Jooyoung Kim, Analyst

I'd like to follow up on capital. Considering the discount on the DRIP and the positive growth outlook, could you provide insights on whether there is any change in your expectations for the ratio after the First Horizon acquisition closes?

Kelvin Tran, CFO

Yes. It's Kevin. No, we don't see any changes.

Operator, Operator

Thank you. And last question is from Darko Mihelic from RBC Capital Markets. Please go ahead.

Darko Mihelic, Analyst

Two questions. One is for Riaz. And I guess the other one is maybe for Kelvin, maybe for Bharat. Just going back to the capital thing for a moment. When you announced the First Horizon deal, you mentioned you terminated the NCIB, which makes sense. But you didn't announce the DRIP then. So what has changed from then until now to sort of make you guys think about employing the DRIP? I mean, I can think of one thing, which is maybe the federal budget, but I would have thought that the environment looked pretty gruesome back then and rate increases were already factored into your thought process. So just want to make sure there isn't anything there that I missed. Like what has actually changed since February to now that says you have to use a DRIP?

Bharat Masrani, CEO

There is a significant amount of uncertainty present, and market volatility is quite intense. We have been cautious in our approach, ensuring that we cover all bases. We prefer to be careful rather than limit our purchases. This strategy seems appropriate given the unpredictable environment we are facing. Since February, circumstances have shifted markedly. The conflict in Europe is ongoing, and energy prices are fluctuating significantly. As is common for us, we aim to be prudent in response to this volatility and uncertainty.

Darko Mihelic, Analyst

Is it too late to hedge now, Bharat?

Bharat Masrani, CEO

It's not been our approach. The natural way we look at it is, it served us well, and I'm sure it will serve us well here as well. So, we are quite comfortable with the approach we've taken. And I think Kelvin has explained to you the accounting. And I know before this deal ends, each one of you are going to become experts in purchase accounting and now exactly what would are the puts and takes on this. But we feel very comfortable. Look at TD's net interest rate sensitivity, if that is what you're worried about, look at First Horizon's net interest sensitivity and then, of course, the accretion that comes after closing. So I think overall, we feel very comfortable, but we want to maintain a particular level of capitalization given the volatility that we, all of us, are experiencing.
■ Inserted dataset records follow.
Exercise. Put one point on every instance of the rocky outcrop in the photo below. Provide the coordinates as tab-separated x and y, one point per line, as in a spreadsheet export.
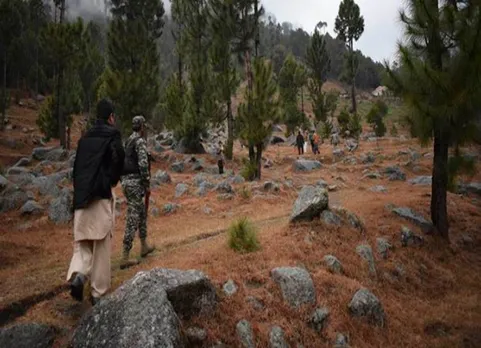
309	204
296	285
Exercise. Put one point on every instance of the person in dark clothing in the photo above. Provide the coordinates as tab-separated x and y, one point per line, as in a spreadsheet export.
300	143
97	168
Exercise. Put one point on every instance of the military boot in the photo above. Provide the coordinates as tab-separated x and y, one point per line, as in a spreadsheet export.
127	261
145	248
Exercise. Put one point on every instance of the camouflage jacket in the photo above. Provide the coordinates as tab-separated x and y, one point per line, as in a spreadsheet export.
143	161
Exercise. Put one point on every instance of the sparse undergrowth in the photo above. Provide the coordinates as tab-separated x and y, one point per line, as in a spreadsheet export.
243	236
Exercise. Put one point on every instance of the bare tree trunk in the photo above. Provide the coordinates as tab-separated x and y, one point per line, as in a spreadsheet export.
259	161
4	92
230	131
439	211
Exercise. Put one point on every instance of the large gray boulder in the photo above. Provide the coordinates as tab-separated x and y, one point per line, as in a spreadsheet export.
296	285
365	304
421	181
310	203
190	292
29	335
54	154
277	338
306	165
245	334
60	210
138	314
12	198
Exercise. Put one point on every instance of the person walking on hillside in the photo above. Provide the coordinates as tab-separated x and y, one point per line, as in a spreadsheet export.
136	187
220	158
300	143
97	169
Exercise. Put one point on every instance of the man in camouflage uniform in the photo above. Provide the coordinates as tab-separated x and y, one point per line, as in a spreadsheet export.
136	186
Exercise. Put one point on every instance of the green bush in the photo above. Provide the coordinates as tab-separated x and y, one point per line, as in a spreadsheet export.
243	236
248	172
245	192
355	126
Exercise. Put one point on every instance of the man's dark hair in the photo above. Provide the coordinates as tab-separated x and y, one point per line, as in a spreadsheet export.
105	108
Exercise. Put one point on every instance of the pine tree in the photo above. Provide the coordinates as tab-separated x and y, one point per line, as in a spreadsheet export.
222	17
318	61
290	80
259	112
440	81
133	60
349	27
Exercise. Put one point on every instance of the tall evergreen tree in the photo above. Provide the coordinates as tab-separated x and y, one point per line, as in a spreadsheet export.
349	27
227	79
289	87
440	79
319	65
132	79
259	112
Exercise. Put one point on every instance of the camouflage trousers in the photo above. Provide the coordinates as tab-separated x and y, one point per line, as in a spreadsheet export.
134	192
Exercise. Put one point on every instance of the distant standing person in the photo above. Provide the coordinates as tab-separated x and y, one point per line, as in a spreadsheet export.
300	143
220	159
97	168
136	187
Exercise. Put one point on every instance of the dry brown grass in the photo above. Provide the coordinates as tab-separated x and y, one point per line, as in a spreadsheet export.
439	289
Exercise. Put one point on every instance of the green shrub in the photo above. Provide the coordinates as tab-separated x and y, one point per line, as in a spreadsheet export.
248	172
355	126
245	192
243	236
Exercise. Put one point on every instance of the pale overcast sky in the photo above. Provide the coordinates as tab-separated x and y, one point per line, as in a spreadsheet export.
382	28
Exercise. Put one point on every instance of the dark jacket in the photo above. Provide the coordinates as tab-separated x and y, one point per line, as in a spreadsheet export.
98	165
300	140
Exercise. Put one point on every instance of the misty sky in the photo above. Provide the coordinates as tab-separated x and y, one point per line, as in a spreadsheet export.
382	27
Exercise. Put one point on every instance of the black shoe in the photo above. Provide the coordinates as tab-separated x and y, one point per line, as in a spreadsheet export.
94	300
77	287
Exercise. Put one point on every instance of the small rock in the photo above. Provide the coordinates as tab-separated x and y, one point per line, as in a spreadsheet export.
366	305
60	210
28	335
196	335
330	218
224	187
255	303
270	186
161	177
309	204
408	237
296	285
306	165
421	181
319	318
365	252
170	208
409	214
155	212
342	341
333	264
383	247
368	158
31	208
378	188
245	334
178	167
229	288
372	175
277	338
180	190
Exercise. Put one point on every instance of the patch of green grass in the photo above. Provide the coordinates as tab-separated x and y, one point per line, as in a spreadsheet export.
242	236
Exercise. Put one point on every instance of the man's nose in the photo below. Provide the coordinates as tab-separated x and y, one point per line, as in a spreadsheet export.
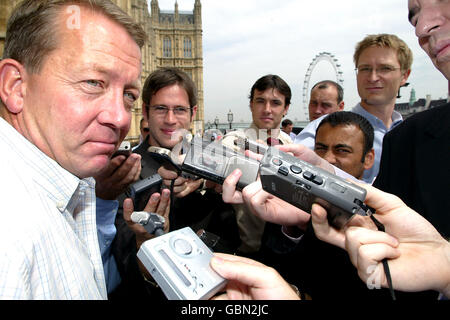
115	113
329	156
430	18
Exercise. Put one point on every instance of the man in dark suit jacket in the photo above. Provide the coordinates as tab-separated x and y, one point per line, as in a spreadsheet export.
415	165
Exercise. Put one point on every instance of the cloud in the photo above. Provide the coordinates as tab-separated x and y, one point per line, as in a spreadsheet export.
243	40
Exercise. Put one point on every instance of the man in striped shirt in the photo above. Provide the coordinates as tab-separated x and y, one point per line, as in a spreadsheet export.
69	76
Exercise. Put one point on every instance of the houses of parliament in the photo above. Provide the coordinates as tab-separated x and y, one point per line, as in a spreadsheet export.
174	39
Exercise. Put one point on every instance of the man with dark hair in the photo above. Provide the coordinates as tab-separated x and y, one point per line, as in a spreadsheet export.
345	139
169	100
66	92
326	97
270	98
382	64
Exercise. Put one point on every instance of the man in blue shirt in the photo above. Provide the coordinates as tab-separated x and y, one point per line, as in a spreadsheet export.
382	64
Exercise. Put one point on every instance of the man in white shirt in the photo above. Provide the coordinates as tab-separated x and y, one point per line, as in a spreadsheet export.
69	76
383	64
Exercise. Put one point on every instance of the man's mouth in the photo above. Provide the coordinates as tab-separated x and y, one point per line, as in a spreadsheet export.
441	48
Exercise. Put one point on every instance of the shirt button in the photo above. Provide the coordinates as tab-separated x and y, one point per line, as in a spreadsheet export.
60	205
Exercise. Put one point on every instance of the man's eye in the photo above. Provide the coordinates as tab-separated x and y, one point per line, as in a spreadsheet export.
93	83
130	96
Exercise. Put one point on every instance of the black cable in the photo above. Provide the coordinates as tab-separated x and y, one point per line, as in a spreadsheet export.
387	272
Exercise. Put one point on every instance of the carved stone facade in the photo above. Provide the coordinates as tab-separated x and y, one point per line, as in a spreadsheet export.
174	39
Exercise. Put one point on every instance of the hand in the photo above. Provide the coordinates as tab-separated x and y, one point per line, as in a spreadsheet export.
117	176
308	155
419	256
250	280
158	203
263	204
182	186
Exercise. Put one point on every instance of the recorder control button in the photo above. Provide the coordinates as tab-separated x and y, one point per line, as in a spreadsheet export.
277	161
295	169
182	247
284	171
318	180
338	187
308	175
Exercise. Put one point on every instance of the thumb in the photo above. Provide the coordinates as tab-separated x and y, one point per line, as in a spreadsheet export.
128	209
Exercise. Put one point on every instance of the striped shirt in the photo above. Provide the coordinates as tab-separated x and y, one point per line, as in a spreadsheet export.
48	233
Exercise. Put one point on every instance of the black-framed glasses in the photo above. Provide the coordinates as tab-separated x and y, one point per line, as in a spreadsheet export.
381	70
178	111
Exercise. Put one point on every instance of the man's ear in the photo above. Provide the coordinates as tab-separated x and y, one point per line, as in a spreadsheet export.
145	111
194	112
405	77
286	109
12	86
369	159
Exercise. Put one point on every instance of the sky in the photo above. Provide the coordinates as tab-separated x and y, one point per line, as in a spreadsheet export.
244	40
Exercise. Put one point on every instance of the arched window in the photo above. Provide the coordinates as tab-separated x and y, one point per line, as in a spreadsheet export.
187	47
167	47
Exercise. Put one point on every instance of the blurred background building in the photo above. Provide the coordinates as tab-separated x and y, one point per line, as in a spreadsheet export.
174	39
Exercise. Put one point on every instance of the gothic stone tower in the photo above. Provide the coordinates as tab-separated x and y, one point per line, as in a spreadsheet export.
174	39
177	38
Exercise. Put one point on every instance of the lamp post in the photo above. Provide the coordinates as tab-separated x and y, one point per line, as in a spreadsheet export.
216	121
230	118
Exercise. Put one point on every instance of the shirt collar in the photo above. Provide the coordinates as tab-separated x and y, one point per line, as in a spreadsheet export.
279	137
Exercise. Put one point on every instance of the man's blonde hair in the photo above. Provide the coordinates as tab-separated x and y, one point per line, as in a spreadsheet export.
384	40
33	28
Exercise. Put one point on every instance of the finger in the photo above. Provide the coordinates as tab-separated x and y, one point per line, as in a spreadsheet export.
356	237
253	155
168	172
322	228
164	203
191	186
128	209
245	273
369	260
379	200
153	202
231	257
128	171
229	193
114	163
Riaz Ahmed, Group Head, Hotel Banking

Thank you for that, Darko. Our total loan portfolio of approximately $4 billion includes corporate lending, prime brokerage securitizations, and similar products. The margin you're interested in is an overall measure of these elements. As our funding costs rise, you may notice that the margin decreases slightly. In some segments, we can adjust the margins fairly rapidly, but the corporate lending segment tends to be the last to respond to these changes. We are committed to managing this portfolio responsibly and pricing it appropriately to support our desired clients while achieving the necessary returns.

Bharat Masrani, CEO

And Darko, you make a good point. While we're very comfortable with our current position, I don’t want to speculate about what could happen in the global markets. So while I won't say it's impossible to change, we're quite confident in the approach we've historically taken and in our current stance in the market cycle based on our observations. We remain very comfortable.

Operator, Operator

Thank you. Your conference has now ended. Please disconnect your lines at this time, and we thank you for your participation.